Le Tribunal administratif de Versailles a rejeté la requête en référé suspension de Mme A..., qui contestait le refus d'affectation de son fils au lycée Jules Ferry. La requérante invoquait l'urgence liée à la déscolarisation de son enfant et un doute sérieux sur la légalité de la décision, fondé sur l'article D. 331-60 du code de l'éducation et une erreur manifeste d'appréciation. Le juge a estimé qu'aucun des moyens soulevés n'était de nature à créer un doute sérieux sur la légalité de la décision attaquée. En conséquence, la condition prévue à l'article L. 521-1 du code de justice administrative n'étant pas remplie, la requête a été rejetée.
Texte intégral
Vu la procédure suivante :
Par une requête enregistrée le 11 décembre 2025, Mme B... A... doit être regardée comme demandant au juge des référés, saisi sur le fondement de l’article L. 521-1 du code de justice administrative :
1°) de suspendre l’exécution de la décision du 1er décembre 2025 par laquelle le directeur académique des services de l’Education nationale des Yvelines a rejeté sa demande tendant à l’affectation de son fils au lycée Jules Ferry de Conflans-Sainte-Honorine en classe de seconde générale et technologique, jusqu’à ce qu’il soit statué au fond sur sa légalité ;
2°) d’enjoindre au rectorat de l’académie de Versailles de scolariser son fils au lycée Jules Ferry de Conflans-Sainte-Honorine en classe de seconde générale et technologique.
Elle soutient que :
Sur la condition d’urgence :
- elle est satisfaite dès lors que son fils est déscolarisé ;
Sur le doute sérieux quant à la légalité de la décision attaquée :
- elle méconnaît les dispositions de l’article D. 331-60 du code de l’éducation ;
- elle est entachée d’une erreur manifeste d’appréciation.

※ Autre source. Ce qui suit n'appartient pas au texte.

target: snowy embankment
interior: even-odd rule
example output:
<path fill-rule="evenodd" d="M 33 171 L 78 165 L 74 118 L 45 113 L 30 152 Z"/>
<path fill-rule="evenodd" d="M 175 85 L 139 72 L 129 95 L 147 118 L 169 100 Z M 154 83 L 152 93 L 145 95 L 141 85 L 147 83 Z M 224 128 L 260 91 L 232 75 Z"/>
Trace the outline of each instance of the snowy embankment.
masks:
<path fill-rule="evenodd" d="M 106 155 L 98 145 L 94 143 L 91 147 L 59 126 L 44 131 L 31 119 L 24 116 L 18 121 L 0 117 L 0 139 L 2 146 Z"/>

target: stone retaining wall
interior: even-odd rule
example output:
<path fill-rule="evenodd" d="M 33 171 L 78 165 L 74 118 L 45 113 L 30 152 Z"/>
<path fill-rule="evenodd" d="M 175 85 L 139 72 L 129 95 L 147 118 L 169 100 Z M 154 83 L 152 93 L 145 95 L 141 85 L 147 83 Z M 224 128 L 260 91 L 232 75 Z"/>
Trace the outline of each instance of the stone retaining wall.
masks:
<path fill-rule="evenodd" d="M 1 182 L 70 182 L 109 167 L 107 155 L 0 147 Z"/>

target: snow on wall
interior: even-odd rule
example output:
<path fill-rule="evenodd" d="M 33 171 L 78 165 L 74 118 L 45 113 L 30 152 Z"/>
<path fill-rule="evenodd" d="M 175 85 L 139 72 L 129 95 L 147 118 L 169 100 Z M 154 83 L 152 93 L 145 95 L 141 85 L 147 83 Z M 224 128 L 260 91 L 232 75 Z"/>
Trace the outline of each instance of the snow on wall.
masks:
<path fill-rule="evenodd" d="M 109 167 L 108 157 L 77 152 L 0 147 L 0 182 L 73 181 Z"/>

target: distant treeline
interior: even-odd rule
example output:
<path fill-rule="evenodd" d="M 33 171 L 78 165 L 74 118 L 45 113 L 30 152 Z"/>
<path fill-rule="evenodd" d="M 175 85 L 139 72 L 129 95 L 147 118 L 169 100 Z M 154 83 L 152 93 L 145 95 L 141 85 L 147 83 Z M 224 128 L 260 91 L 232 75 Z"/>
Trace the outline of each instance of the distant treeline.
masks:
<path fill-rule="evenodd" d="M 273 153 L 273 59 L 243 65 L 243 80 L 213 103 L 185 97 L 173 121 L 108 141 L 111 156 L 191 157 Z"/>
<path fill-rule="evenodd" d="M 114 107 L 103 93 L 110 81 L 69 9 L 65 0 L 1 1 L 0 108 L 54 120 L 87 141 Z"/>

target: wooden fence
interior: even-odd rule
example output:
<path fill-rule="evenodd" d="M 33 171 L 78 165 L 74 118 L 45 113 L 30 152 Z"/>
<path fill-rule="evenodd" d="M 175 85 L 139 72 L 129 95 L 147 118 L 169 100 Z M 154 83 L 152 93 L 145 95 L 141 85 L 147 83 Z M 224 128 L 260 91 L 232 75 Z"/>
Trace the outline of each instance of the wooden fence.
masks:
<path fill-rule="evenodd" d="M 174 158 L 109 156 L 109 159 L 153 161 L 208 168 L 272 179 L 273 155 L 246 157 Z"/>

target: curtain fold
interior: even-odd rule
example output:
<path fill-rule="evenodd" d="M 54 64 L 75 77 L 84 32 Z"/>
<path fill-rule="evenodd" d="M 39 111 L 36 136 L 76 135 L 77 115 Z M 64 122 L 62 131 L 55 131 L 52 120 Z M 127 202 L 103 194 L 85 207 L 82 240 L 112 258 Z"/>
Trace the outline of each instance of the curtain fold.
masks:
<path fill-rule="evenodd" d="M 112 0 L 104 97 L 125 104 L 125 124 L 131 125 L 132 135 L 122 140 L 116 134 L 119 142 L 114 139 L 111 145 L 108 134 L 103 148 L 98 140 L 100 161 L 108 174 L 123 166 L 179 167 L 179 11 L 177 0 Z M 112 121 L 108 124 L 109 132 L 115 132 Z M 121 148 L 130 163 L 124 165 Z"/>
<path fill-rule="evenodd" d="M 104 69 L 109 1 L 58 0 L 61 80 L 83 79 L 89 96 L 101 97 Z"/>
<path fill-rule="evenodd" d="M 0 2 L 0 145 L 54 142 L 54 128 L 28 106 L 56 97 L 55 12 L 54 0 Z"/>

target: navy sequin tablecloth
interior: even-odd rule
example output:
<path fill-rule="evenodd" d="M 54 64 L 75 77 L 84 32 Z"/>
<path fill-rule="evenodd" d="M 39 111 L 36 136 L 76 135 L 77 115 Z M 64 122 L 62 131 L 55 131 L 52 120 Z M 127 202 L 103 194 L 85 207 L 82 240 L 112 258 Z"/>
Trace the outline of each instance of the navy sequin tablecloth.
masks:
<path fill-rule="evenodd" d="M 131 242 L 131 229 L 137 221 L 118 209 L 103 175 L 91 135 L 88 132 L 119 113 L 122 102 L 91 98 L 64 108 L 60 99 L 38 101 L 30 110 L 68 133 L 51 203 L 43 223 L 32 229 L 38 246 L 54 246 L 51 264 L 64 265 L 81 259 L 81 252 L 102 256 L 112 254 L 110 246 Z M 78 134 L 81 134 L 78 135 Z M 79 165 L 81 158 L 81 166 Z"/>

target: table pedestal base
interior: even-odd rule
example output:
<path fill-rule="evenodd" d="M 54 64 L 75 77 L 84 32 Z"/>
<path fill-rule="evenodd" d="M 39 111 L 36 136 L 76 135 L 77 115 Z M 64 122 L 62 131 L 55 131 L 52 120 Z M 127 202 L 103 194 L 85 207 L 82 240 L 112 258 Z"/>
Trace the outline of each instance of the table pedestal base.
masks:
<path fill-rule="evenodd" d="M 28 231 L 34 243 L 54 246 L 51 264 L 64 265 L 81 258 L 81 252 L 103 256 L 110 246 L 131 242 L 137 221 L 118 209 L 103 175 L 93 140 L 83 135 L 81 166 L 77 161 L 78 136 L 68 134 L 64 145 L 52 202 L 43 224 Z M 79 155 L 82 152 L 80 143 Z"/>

Vu les autres pièces du dossier.
Vu :
- le code de l’éducation ;
- le code de justice administrative.
La présidente du tribunal a désigné Mme Degorce, première conseillère, pour statuer sur les demandes de référés.
Considérant ce qui suit :
1. Aux termes de l’article L. 521-1 du code de justice administrative : « Quand une décision administrative, même de rejet, fait l'objet d'une requête en annulation ou en réformation, le juge des référés, saisi d'une demande en ce sens, peut ordonner la suspension de l'exécution de cette décision, ou de certains de ses effets, lorsque l'urgence le justifie et qu'il est fait état d'un moyen propre à créer, en l'état de l'instruction, un doute sérieux quant à la légalité de la décision (...) ». En vertu de l’article L. 522-3 du même code, le juge des référés peut rejeter une requête par une ordonnance motivée, sans instruction contradictoire ni audience publique, lorsqu’il apparaît manifeste, au vu de la demande, que celle-ci ne relève pas de la compétence de la juridiction administrative, qu’elle est irrecevable ou qu’elle est mal fondée.
2. En l’état de l’instruction, aucun des moyens invoqués par Mme A... n’est de nature à créer un doute sérieux quant à la légalité de la décision attaquée.
3. L’une des deux conditions prévues par l’article L. 521-1 du code de justice n’étant pas remplie, il y a lieu de rejeter la requête de Mme A... en toutes ses conclusions, par application des dispositions de l’article L. 522-3 du code de justice administrative.
O R D O N N E :
Article 1er : La requête de Mme A... est rejetée.
Article 2 : La présente ordonnance sera notifiée à Mme B... A....
Fait à Versailles, le 16 décembre 2025.
La juge des référés,
Ch. Degorce
La République mande et ordonne au ministre chargé de l’éducation nationale en ce qui le concerne ou à tous commissaires de justice à ce requis en ce qui concerne les voies de droit commun contre les parties privées, de pourvoir à l’exécution de la présente ordonnance.